Il dottore si alzò dalla poltrona dietro la scrivania e fece i pochi passi fino al lettino, batté una mano sul materasso di fintapelle e disse Venga, le prendo la pressione.
Lui si alzò dalla sedia. Sentiva il mondo intorno come attutito, come fosse dentro il puff del salotto. Si chiese Dove ho sbagliato? La dieta? Eppure faccio sport. La malattia del nonno? Ma no. Ha detto che è altro, che è una cosa diversa.
Il dottore misurò pressione e battito, poi ripiegò il manometro dentro un astuccio nero e, prima di tornare alla poltrona, indugiò davanti a una teca in vetro e ciliegio, con dentro tante coste di libri. Quando si risedette, lui stava ancora allacciando la camicia.
Il dottore fece Le confermo la mia prima ipotesi. Si tratta di spermatecdromia, disse, e levò gli occhiali. Non deve preoccuparsi, però. È una forma lieve. Le cose stanno così. I suoi spermatozoi, solitamente natanti paciosi e beati, qualora posti nelle vicinanze d’un bell’ovulo sano e rotondo, cominciano ad agitarsi di paura, scuotono la codina e poi fuggono, fuggono via. Diventa impossibile prenderli, una volta sgusciati da sotto il vetrino della biopsia.
E? E dove vanno? chiese lui.
In Svezia.
In Svezia?
Niente di strano, fece il dottore. È la miglior democrazia al mondo, un paese pieno di prospettive, e loro – come dire? – ci credono. Sono insomma giovani come tutti gli altri. Da lì, poi, spediscono una cartolina al laboratorio.
Lui si passò le mani sulla faccia. Oddio, disse.
Le ripeto, lasci le preoccupazioni. Certo, bisogna monitorare alcuni sintomi, ma consideri che la chimica di cui oggi disponiamo è potente, e che ancora sono validi alcuni rimedi popolari. Ecco, disse il dottore, e prese la penna e cominciò a scrivere. Prenderà questa per due settimane tre volte al dì, insieme a quest’altra ogni otto dieci ore, poi un ciclo di questo, e per un mese – mi raccomando – riposo e cibi sani.
Finì di scrivere e chiamò l’infermiera all’interfono. Disse Bisogna monitorare. Le farò approntare anche delle provette e uno scadenzario.
L’infermiera entrò e prese il foglio, poi uscì.
Lui chiese Dottore, è possibile una cura?
Non una cura definitiva.
Capisco, ma.
Dei miglioramenti. Quelli sì.
Dottore, ma noi vogliamo un figlio.
Mi ascolti, fece il dottore.

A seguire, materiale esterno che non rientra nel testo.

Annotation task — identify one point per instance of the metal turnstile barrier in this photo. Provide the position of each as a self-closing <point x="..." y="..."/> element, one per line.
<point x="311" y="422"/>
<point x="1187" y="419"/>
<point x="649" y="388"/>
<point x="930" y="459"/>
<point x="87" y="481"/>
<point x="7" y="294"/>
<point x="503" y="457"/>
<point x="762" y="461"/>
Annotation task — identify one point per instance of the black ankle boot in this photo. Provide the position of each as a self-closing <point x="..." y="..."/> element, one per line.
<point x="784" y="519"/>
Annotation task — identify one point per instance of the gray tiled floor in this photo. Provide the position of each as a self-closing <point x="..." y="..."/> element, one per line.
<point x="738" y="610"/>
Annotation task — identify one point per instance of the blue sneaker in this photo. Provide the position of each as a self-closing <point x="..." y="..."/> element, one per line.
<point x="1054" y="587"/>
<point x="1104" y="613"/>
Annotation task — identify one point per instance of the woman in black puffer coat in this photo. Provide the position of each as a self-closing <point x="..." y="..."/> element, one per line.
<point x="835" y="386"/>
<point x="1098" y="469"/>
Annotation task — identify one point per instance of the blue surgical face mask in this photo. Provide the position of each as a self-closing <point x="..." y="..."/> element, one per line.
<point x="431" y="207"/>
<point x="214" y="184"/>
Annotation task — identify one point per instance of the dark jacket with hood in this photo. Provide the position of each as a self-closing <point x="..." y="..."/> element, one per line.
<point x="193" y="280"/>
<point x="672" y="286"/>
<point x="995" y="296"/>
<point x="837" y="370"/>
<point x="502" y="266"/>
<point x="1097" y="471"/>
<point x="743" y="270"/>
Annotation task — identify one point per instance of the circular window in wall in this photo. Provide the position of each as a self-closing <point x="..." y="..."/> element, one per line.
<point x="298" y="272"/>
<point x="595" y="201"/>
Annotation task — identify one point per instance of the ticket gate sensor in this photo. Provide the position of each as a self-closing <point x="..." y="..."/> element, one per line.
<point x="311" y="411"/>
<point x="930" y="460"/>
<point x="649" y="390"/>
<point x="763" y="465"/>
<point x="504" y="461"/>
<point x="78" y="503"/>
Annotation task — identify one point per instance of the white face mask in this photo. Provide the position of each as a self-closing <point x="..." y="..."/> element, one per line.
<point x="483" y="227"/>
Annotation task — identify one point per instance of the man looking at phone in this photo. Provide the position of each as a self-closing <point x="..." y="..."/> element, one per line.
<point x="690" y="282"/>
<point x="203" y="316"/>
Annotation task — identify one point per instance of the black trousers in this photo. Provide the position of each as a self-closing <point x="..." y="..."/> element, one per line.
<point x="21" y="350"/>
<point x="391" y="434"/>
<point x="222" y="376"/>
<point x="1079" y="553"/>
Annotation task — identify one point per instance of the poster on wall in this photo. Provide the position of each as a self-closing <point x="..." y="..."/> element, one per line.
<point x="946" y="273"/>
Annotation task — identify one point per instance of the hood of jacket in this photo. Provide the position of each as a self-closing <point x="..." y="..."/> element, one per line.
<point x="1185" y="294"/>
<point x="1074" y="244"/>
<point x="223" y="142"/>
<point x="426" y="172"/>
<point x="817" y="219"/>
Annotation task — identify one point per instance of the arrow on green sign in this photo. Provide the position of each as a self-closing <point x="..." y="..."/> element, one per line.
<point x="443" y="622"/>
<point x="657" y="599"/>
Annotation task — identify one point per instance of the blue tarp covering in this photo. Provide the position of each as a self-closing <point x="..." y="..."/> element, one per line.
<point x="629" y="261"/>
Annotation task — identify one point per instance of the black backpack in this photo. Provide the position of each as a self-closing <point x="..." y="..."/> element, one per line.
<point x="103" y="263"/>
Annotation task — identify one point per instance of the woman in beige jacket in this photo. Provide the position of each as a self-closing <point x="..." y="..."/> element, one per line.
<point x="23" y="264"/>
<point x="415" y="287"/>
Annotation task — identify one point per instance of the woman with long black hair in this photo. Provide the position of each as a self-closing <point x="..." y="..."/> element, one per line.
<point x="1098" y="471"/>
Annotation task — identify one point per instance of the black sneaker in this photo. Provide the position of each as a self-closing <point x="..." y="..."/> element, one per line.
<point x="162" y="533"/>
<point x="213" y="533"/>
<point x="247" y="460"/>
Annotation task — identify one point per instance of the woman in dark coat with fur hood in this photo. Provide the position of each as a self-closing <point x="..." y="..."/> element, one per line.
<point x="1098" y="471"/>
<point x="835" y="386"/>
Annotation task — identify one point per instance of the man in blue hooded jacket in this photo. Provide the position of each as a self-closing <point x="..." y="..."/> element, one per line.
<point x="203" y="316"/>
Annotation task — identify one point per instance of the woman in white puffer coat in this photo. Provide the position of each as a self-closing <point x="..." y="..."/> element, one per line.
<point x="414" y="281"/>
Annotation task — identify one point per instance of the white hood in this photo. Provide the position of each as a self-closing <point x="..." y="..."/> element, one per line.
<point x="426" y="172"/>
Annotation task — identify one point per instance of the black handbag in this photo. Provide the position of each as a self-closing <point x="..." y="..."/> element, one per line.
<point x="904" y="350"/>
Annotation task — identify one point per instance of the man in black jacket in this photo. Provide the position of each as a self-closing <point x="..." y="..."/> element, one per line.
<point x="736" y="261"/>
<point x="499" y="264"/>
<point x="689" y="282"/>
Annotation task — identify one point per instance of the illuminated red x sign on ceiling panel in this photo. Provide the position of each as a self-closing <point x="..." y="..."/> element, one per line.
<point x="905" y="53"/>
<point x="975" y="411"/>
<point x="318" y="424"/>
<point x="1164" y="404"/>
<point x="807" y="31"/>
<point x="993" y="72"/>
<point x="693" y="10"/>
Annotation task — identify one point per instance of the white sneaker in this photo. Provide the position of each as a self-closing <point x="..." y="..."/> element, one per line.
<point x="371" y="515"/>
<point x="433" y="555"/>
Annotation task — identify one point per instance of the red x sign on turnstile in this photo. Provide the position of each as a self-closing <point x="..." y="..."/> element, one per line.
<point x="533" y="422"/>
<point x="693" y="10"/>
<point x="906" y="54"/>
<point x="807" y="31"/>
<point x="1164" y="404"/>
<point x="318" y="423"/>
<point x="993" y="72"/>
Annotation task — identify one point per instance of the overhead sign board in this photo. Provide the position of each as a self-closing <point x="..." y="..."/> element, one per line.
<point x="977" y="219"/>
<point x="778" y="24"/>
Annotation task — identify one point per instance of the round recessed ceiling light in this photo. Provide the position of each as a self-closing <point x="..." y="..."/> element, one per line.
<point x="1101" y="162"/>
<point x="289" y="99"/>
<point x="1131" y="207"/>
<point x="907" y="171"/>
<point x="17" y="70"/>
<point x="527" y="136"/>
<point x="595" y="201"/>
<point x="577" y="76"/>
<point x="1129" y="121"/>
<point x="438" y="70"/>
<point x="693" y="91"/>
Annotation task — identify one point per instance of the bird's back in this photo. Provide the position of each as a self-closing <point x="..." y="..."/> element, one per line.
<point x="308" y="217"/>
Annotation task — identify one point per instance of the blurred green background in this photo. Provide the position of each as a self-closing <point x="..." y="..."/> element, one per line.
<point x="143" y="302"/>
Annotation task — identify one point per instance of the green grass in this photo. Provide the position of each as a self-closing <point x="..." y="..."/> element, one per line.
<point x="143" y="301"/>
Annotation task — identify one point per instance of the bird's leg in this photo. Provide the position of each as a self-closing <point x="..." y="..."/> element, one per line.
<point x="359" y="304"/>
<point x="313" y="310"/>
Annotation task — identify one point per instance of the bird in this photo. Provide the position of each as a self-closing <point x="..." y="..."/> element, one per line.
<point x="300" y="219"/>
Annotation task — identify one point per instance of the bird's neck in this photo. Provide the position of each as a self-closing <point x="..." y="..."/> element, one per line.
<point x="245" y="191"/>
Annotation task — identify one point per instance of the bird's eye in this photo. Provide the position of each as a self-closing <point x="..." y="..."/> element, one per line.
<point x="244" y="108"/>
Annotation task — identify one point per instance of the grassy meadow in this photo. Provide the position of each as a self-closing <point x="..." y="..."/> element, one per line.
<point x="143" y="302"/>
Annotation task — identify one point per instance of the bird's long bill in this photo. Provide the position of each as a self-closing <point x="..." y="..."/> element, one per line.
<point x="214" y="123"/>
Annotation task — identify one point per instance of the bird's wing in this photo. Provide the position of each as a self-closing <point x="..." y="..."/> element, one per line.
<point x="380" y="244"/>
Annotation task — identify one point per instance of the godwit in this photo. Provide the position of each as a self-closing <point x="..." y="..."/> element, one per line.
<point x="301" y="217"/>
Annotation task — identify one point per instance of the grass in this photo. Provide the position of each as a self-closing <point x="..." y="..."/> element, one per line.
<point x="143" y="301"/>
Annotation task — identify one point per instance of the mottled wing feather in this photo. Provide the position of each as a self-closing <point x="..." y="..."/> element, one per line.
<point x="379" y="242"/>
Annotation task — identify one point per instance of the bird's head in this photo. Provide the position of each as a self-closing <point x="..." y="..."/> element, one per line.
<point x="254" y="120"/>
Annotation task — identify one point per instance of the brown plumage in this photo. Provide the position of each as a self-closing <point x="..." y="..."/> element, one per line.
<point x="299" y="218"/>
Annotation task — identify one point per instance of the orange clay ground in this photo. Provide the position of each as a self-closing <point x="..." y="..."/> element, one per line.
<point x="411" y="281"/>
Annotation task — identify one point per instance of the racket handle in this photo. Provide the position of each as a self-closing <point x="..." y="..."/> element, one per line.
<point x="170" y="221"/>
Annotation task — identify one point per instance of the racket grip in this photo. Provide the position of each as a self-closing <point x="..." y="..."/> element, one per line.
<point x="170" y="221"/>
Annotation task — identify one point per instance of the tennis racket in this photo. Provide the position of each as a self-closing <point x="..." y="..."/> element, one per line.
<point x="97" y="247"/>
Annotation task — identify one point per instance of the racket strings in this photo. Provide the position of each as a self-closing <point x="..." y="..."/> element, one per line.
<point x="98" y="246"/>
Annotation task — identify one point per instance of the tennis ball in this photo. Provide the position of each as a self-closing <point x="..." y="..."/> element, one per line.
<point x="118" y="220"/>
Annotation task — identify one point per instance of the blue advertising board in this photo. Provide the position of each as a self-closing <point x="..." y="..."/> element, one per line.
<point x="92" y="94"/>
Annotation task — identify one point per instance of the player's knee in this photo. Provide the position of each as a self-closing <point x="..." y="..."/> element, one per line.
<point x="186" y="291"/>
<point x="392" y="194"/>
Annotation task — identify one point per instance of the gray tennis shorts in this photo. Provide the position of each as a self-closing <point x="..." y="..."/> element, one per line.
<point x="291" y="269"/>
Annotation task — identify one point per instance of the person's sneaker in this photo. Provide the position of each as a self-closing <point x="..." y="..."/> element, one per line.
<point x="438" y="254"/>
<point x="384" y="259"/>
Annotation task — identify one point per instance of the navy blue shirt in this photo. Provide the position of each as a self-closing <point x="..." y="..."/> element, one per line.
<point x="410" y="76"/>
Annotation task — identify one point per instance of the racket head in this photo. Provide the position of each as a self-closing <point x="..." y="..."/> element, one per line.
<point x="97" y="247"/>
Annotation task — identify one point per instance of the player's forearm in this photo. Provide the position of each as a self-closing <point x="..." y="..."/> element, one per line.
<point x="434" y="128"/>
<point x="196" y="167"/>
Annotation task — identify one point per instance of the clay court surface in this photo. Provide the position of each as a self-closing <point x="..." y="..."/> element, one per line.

Ne ho visti tanti come lei, della sua età. Vengono qui, a volte in coppia, dicono Noi vogliamo un figlio. E io dico È naturale. È naturale volere un figlio, ma si dovrebbe prendere coscienza che forse, di questi tempi, è naturale pure il non volerlo. Ci stiamo avviando verso l’estinzione, le prove giungono ormai da ogni parte. La spermatecdromia, per esempio, ai miei tempi non era arrivata, mentre ora è quasi endemica. Perciò le rispondo come a tutti gli altri: Bisogna prenderne coscienza, imparare a conviverci. Di spermatecdromia non si muore. Non è più mortale di un vaso che cade da una finestra o di una sequenza genetica corrotta.
Lui dice Dottore, sì, capisco, ma se lei potesse dirmi, le sarei molto grato, sapere che devo smettere il caffè, a saperlo smetto subito, dottore.
Tanta verdura e tanto riposo, fa il dottore. E niente alcol fuori dai pasti. E per il resto, stia tranquillo. Poi gli chiede come stanno la mamma e lo zio, e se la signora Tal de’ Tali ha partorito, e lui Bene grazie tutti bene, e già sente la voglia di andarsene, di fare due passi per pensare come dirlo alla moglie.
Il dottore si alza dalla poltrona, da dietro alla scrivania, gli stringe la mano, dice Arrivederci, e poi lo guarda uscire, chiudersi dietro la porta, uscire.